What is alarming is that all the development projects under RAJUK, such as new satellite towns, construction of other housing projects, and city development schemes are behind their completion deadlines as progress has been very slow. The reasons behind the slow progress are alleged negligence and irregularities, repeatedly changing high officials during tenures of different governments, wrong selection of bidders, sheer dilly-dallying in land-acquiring move and delay in starting the groundwork.

In fact, every time after change of the government, changes are made in every project as the administration appoints new officials and project directors on political considerations. Moreover, contractors of different projects, who get the job by bidding lower than the estimated costs, sometimes deliberately delay the work to obtain more money by using political influence. Currently, RAJUK runs 19 big projects in and around the city where it has to build apartments, roads, bridges, flyovers and has to improve the condition of lakes.

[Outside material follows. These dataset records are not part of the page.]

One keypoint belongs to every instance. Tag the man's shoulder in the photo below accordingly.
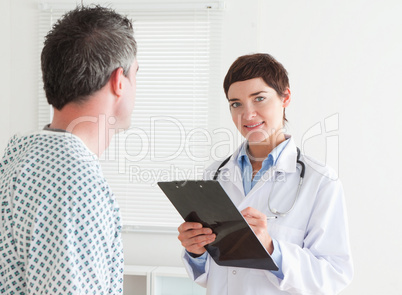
(49, 152)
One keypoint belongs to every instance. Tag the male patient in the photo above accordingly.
(60, 223)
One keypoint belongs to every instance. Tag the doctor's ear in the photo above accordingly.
(286, 98)
(116, 81)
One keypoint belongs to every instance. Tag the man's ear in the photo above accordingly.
(116, 81)
(286, 98)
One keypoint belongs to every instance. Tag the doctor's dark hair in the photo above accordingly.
(259, 65)
(82, 51)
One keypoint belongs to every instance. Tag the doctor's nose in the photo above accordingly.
(249, 113)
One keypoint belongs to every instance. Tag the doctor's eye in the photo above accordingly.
(259, 98)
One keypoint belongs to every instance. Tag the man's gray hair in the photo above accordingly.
(82, 51)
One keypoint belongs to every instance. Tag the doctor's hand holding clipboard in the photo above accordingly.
(294, 205)
(194, 237)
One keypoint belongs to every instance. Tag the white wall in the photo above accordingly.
(343, 58)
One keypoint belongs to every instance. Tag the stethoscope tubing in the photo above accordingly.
(273, 210)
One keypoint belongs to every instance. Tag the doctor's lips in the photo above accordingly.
(255, 125)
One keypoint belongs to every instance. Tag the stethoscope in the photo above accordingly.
(273, 210)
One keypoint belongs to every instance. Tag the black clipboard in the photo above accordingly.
(206, 202)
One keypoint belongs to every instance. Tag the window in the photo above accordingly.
(179, 77)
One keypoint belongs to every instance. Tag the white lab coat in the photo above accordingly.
(313, 237)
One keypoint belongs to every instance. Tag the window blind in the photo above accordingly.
(178, 81)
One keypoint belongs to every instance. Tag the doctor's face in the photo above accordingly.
(257, 109)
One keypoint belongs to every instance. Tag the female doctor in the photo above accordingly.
(304, 228)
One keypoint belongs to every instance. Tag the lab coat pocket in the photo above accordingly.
(285, 233)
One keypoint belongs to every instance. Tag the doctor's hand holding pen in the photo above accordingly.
(193, 236)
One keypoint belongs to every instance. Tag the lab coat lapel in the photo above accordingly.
(231, 172)
(286, 163)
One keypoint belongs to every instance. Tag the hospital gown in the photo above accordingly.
(60, 230)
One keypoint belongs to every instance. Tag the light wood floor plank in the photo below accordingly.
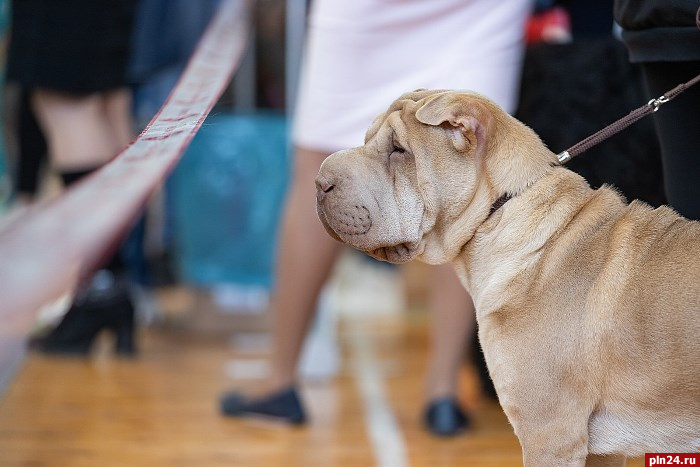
(160, 409)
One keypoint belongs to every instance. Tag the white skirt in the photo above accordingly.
(362, 54)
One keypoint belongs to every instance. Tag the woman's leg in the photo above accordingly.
(305, 258)
(453, 322)
(677, 126)
(78, 133)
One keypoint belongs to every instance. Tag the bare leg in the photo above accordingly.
(79, 136)
(117, 110)
(452, 325)
(306, 255)
(605, 461)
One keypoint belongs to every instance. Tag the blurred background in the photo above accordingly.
(199, 264)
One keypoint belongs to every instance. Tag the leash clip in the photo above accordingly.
(564, 157)
(656, 103)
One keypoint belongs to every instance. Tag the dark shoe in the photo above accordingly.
(105, 304)
(443, 417)
(284, 406)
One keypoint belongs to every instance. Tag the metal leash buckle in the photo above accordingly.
(564, 157)
(656, 103)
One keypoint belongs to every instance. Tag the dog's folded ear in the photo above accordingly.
(453, 109)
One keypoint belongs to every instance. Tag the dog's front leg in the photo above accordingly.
(552, 433)
(606, 461)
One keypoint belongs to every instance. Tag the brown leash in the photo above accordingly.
(649, 108)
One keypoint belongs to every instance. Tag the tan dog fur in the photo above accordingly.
(588, 307)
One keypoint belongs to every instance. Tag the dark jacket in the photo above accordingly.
(659, 30)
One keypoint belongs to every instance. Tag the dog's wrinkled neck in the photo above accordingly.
(499, 204)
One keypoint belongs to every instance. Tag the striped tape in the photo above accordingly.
(46, 251)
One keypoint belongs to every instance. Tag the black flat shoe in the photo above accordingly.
(443, 417)
(104, 305)
(283, 406)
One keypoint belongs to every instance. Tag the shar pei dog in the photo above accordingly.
(588, 307)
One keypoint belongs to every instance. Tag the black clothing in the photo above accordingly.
(74, 46)
(659, 30)
(677, 128)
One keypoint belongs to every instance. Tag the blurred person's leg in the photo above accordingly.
(81, 138)
(305, 257)
(677, 126)
(453, 324)
(78, 132)
(32, 151)
(117, 110)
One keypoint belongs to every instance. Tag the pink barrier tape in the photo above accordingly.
(48, 250)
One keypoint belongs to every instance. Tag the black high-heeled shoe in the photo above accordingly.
(104, 305)
(444, 417)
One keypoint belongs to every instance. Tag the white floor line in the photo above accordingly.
(384, 432)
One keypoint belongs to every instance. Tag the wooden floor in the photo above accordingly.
(160, 409)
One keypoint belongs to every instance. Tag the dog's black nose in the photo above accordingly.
(323, 184)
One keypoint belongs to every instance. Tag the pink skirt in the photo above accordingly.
(362, 54)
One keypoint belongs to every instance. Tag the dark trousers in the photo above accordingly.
(678, 127)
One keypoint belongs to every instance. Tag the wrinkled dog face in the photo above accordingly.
(387, 198)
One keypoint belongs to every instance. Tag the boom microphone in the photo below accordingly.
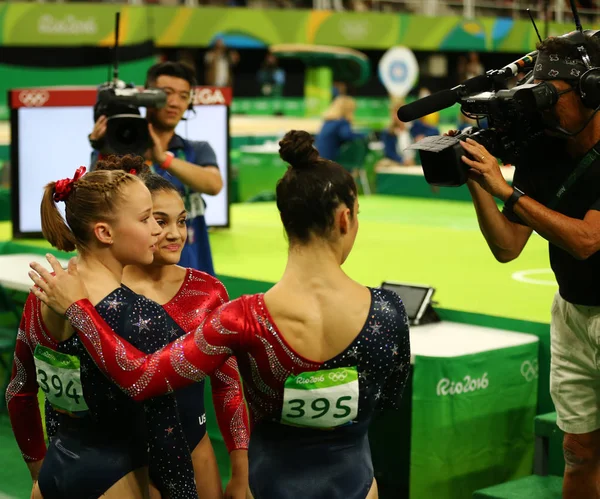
(446, 98)
(441, 100)
(427, 105)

Development of Purbachal New Town Project, which was planned to be developed by possessing land at Rupgonj in Narayanganj and Kaliganj in Gazipur, started its project 20 years ago. But the project has failed to meet several deadlines, and is yet to be completed. The government planned this satellite city project in 1992 and land acquisition started in 1993. Moreover, the 300 feet wide Purbachal Link Road also missed its completion deadline. Besides, there have been no initiatives about the 20,000-flat project in Purbachal.

Another RAJUK project, located at Keraniganj and comprising 381.11 acres of land, could not be materialised as yet. The authorities started handing over the plots to owners only recently. But RAJUK did not take any step to start construction of 9,500-flat project in the new satellite city. It planned to hand over flats to the affected land owners of the adjoining areas of the Hatirjheel-Begunbari Project by 2014. Allocation of flats was supposed to be started by December 2013, but it has not started as yet.

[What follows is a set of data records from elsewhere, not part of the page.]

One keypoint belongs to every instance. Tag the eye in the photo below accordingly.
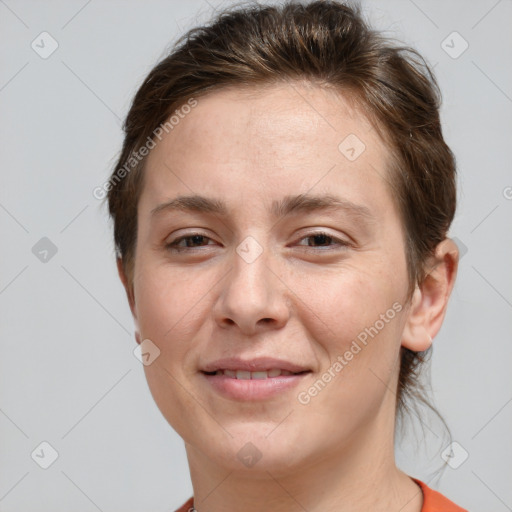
(192, 241)
(323, 240)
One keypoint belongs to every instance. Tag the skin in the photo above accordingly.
(304, 304)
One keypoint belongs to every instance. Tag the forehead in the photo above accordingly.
(267, 140)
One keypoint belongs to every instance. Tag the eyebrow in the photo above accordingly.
(292, 204)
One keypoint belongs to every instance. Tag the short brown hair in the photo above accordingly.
(330, 44)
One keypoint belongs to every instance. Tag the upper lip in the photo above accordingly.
(253, 365)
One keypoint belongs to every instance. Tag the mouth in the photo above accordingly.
(254, 380)
(258, 375)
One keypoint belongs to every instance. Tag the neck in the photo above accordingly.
(357, 477)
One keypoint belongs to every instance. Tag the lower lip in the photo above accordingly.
(253, 389)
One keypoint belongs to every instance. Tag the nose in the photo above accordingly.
(254, 297)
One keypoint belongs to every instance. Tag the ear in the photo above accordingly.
(430, 299)
(128, 287)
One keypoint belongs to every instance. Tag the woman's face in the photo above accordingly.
(318, 290)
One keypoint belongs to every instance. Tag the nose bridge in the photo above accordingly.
(252, 294)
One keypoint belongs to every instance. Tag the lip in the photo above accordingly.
(257, 364)
(253, 389)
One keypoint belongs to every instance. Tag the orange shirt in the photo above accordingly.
(433, 501)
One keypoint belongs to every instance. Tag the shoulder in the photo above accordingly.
(434, 501)
(188, 506)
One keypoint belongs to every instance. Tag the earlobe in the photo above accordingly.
(416, 336)
(430, 299)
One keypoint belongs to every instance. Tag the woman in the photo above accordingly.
(280, 209)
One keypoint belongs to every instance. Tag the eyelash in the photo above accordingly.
(173, 246)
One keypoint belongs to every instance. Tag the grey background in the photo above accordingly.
(67, 372)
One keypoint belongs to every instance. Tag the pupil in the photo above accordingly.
(323, 238)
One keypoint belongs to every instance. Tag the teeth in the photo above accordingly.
(246, 375)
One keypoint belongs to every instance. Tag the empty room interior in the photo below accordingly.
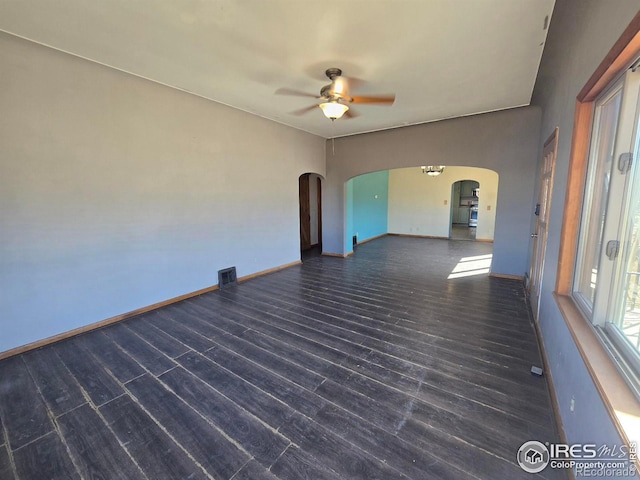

As the country is an over-populated one and agricultural land is very essential for producing food to meet growing needs, many experts say Lauhajang and Srinagar upazilas under Munshiganj district could be developed as satellite towns of Dhaka. The upazilas are situated by the river Padma from where the proposed Padma Bridge would start. The land of the upazilas is very low in general and remains under water half of the year. In this area, crops can grow only once in a year. It is about 25 kilometres from zero point of Dhaka. The distance is less than that of Uttara or of Mirpur.

As this is a low land, its height could be increased up to Dhaka-Khulna highway level by filling silt from the river Padma, which can be helpful to control the river for safety of the bridge. Low-valued land of the upazilas from agriculture point of view can help convert it into a satellite town that would facilitate habitation to millions of people and reduce ever-increasing pressure of population on the capital. On the other hand, production of crops would be less affected as the present low land is one cropped, say the experts.

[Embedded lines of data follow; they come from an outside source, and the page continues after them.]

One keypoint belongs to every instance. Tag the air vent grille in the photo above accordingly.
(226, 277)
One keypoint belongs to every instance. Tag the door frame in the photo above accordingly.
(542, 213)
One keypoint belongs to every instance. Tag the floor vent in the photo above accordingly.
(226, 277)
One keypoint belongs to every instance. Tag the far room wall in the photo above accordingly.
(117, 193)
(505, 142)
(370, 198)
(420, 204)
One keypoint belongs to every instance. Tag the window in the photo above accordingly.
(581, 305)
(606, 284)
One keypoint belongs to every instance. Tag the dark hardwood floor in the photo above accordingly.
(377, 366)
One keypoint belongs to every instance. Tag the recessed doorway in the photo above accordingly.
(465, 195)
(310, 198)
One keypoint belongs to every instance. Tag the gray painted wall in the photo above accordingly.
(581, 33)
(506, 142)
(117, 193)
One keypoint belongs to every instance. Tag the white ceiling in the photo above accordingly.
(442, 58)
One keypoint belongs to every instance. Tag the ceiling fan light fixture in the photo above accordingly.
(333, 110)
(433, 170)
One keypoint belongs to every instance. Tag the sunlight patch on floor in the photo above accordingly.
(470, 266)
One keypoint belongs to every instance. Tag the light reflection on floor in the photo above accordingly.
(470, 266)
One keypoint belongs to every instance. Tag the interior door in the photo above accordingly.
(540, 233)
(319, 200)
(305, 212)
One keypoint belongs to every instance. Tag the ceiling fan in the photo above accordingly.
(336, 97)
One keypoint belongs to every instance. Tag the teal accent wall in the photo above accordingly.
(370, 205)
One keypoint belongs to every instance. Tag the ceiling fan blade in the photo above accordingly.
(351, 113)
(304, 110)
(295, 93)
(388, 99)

There is no denying that the land is precious and necessary in order to accommodate both the country’s food and housing demands. Keeping these in mind, the government can consider building satellite towns all over the country. If the concept of satellite towns is realised in and around big cities of the country, a vast area will also see the light of development.

The government needs to explore new partners and investors to build the satellite towns. It is vital that satellite towns are built with ready access to local employment opportunities and have good public transport links for people who want to commute. Satellite towns are an important component in the urban planning mix and should be encouraged as a move in the right direction.